Falhas Críticas: No entanto, a análise tem pontos cegos notáveis. Primeiro, é inerentemente retrospetiva. O pDNS mostra onde os ataques estiveram, não onde estão ou estarão. Atores sofisticados usando DNS de fluxo rápido ou ligações IP diretas podem evadir isto. Segundo, a afirmação de causalidade é fraca. Uma associação em pDNS não prova que a instância de nuvem foi usada para mineração; poderia ser um serviço benigno a comunicar com um pool, ou um website comprometido com um script de mineração. O artigo beneficiaria de técnicas usadas em trabalhos como o CycleGAN de Zhu et al.—empregando validação adversarial para distinguir melhor entre padrões de associação legítimos e maliciosos. Finalmente, o motor económico é pouco explorado. Um modelo simples comparando o custo da instância de nuvem com o rendimento da criptomoeda explicaria poderosamente o Retorno do Investimento (ROI) do adversário e preveria quais regiões de nuvem ou tipos de instância serão alvo a seguir.
Insights Acionáveis
Para Equipas de Segurança de CSPs: Implementar deteção de anomalias baseada em grafos nos vossos próprios registos DNS internos. Sinalizar inquilinos cujas instâncias mostrem resolução rápida e sequencial para um conjunto diversificado de domínios de pools de mineração conhecidos—uma marca registada de ferramentas de implantação automatizada. Priorizar a investigação de recursos em regiões com a computação mais barata (como instâncias spot da AWS).

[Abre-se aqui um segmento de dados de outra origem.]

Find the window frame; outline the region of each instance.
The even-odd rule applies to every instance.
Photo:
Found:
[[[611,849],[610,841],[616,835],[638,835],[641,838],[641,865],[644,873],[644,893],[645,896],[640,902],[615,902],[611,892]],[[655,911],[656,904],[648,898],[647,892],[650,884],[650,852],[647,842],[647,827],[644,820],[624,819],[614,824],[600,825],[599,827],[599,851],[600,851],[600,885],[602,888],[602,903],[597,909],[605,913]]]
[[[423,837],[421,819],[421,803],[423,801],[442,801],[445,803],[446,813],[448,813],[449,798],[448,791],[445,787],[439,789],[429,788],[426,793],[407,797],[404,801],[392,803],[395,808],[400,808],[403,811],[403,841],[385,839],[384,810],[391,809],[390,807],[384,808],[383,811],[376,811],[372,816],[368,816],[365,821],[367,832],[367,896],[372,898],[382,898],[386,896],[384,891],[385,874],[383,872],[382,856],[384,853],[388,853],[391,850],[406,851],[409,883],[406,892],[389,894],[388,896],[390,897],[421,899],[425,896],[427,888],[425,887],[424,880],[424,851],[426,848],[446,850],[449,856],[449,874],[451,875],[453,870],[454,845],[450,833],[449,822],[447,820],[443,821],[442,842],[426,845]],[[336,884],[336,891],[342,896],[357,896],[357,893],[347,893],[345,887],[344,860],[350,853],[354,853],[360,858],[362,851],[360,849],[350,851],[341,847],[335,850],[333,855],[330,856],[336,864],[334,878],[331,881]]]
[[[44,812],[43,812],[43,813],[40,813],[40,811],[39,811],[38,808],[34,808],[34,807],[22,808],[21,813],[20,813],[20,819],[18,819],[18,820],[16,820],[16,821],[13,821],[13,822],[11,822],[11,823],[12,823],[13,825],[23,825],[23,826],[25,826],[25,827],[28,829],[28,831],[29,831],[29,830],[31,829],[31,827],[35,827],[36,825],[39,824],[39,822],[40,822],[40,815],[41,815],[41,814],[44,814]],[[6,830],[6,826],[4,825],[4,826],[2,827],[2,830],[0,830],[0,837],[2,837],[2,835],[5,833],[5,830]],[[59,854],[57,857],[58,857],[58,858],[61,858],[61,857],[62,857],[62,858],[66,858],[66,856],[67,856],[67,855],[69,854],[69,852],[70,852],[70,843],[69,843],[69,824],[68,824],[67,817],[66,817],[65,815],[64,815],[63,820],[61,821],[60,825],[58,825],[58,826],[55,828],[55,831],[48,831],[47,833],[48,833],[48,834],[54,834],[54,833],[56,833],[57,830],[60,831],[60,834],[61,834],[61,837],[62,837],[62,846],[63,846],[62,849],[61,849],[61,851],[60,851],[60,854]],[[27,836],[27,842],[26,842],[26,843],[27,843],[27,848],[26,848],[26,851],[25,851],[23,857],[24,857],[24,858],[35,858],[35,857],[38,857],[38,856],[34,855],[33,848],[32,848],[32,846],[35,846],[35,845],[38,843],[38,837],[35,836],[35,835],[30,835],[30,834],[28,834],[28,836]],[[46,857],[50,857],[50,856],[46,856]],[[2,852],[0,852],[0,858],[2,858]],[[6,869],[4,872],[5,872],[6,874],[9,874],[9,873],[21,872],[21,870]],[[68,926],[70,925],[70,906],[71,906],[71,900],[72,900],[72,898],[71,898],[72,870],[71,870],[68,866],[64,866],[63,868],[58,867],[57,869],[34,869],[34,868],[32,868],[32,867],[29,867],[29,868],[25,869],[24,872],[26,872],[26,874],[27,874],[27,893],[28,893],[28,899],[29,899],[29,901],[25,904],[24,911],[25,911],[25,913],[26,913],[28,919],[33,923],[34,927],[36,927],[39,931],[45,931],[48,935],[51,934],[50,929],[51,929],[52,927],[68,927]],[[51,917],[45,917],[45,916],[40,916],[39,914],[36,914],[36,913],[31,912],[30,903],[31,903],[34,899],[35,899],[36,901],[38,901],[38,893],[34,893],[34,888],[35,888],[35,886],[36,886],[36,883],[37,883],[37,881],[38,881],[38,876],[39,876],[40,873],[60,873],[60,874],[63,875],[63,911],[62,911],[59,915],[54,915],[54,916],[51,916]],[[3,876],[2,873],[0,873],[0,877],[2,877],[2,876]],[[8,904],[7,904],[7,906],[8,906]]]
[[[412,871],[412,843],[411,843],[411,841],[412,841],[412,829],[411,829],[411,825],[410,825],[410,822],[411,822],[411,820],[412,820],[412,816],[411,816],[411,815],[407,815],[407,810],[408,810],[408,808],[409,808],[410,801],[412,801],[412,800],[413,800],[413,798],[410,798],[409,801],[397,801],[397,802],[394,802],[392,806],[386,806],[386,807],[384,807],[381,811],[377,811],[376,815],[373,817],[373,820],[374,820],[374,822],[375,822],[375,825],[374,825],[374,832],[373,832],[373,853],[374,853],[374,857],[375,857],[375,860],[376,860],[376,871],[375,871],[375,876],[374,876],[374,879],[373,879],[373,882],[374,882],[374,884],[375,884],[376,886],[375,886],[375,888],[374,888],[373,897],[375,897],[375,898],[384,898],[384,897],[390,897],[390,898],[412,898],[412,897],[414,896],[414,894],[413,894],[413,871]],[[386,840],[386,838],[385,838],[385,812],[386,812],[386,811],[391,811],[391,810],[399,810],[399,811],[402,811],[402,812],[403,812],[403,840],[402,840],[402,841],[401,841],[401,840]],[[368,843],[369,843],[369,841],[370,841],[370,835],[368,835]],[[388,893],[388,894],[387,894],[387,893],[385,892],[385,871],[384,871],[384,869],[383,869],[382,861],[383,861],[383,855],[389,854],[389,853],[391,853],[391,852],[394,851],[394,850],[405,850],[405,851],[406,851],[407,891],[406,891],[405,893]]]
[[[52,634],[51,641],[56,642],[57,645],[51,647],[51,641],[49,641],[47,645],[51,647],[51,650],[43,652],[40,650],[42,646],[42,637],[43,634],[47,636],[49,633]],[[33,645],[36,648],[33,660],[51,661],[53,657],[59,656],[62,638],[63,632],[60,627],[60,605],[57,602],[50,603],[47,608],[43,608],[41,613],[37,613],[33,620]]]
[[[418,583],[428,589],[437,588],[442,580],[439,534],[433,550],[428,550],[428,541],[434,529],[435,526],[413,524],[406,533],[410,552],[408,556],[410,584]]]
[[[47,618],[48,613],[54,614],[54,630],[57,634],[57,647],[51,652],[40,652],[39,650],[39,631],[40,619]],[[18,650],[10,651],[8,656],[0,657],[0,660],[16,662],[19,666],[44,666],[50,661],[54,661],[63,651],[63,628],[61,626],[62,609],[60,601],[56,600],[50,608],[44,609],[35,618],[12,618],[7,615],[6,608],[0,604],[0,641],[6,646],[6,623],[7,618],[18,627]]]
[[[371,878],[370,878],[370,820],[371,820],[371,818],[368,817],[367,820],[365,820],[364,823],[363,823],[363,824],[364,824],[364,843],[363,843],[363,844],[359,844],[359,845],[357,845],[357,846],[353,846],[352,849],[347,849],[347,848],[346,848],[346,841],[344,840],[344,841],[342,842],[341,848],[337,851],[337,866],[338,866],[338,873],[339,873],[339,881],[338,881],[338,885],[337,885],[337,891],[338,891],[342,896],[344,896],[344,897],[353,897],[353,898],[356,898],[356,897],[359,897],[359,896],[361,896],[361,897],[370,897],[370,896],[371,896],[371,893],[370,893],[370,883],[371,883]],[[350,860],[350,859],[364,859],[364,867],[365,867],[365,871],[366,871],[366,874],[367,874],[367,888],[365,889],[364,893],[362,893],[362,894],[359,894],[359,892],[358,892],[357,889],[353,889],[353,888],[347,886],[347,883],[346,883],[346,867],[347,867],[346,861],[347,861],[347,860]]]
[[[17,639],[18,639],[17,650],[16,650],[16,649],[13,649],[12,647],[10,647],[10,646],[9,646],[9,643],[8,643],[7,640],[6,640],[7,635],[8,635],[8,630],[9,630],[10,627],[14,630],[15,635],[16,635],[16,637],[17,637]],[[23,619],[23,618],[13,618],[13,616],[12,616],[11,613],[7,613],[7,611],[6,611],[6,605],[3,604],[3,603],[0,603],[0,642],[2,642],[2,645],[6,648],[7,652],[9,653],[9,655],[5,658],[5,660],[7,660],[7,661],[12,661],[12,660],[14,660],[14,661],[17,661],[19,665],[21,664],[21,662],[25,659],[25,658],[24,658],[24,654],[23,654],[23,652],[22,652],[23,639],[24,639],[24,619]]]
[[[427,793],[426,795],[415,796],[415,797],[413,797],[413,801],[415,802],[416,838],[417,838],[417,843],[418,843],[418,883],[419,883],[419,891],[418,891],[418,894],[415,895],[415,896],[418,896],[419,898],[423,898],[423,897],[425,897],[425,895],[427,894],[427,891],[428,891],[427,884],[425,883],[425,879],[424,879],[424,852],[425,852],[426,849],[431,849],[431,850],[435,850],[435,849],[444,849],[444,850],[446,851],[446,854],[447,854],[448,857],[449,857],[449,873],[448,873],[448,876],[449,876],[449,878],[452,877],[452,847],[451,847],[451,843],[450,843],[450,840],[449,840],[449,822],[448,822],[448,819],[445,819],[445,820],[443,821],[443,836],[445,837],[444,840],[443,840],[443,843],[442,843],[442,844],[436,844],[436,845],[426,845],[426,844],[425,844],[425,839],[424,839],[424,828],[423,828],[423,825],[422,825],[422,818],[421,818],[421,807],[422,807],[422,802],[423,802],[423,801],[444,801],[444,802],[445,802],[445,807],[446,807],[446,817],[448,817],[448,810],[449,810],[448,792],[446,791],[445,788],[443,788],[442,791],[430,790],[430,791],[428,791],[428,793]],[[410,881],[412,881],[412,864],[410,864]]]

Para Empresas de Inteligência de Ameaças: Integrar esta camada de atribuição à nuvem nos vossos feeds de cryptojacking. Não reportem apenas um domínio malicioso; reportem que está hospedado num bloco de IP específico de um CSP, permitindo remoções mais precisas e rápidas através de canais diretos do provedor.
Para Reguladores & Criadores de Políticas: Exigir relatórios de transparência. Seguindo o precedente estabelecido pela Regra de Viagem do GAFI para VASPs, considerar exigir que grandes CSPs reportem métricas agregadas e anonimizadas sobre padrões de consumo de recursos computacionais indicativos de mineração. Isto cria uma visão macro do problema sem infringir a privacidade do utilizador.
Em conclusão, Adeniran e Mohaisen forneceram um mapa crucial de um campo de batalha oculto. A nuvem já não é apenas uma utilidade; é um recurso estratégico nas guerras das criptomoedas. A próxima fase da pesquisa deve passar do mapeamento para a previsão e preempção, aproveitando análises de streaming em tempo real e modelação económica para se manter à frente dos adversários que já estão a usar os pontos fortes da nuvem contra os seus proprietários.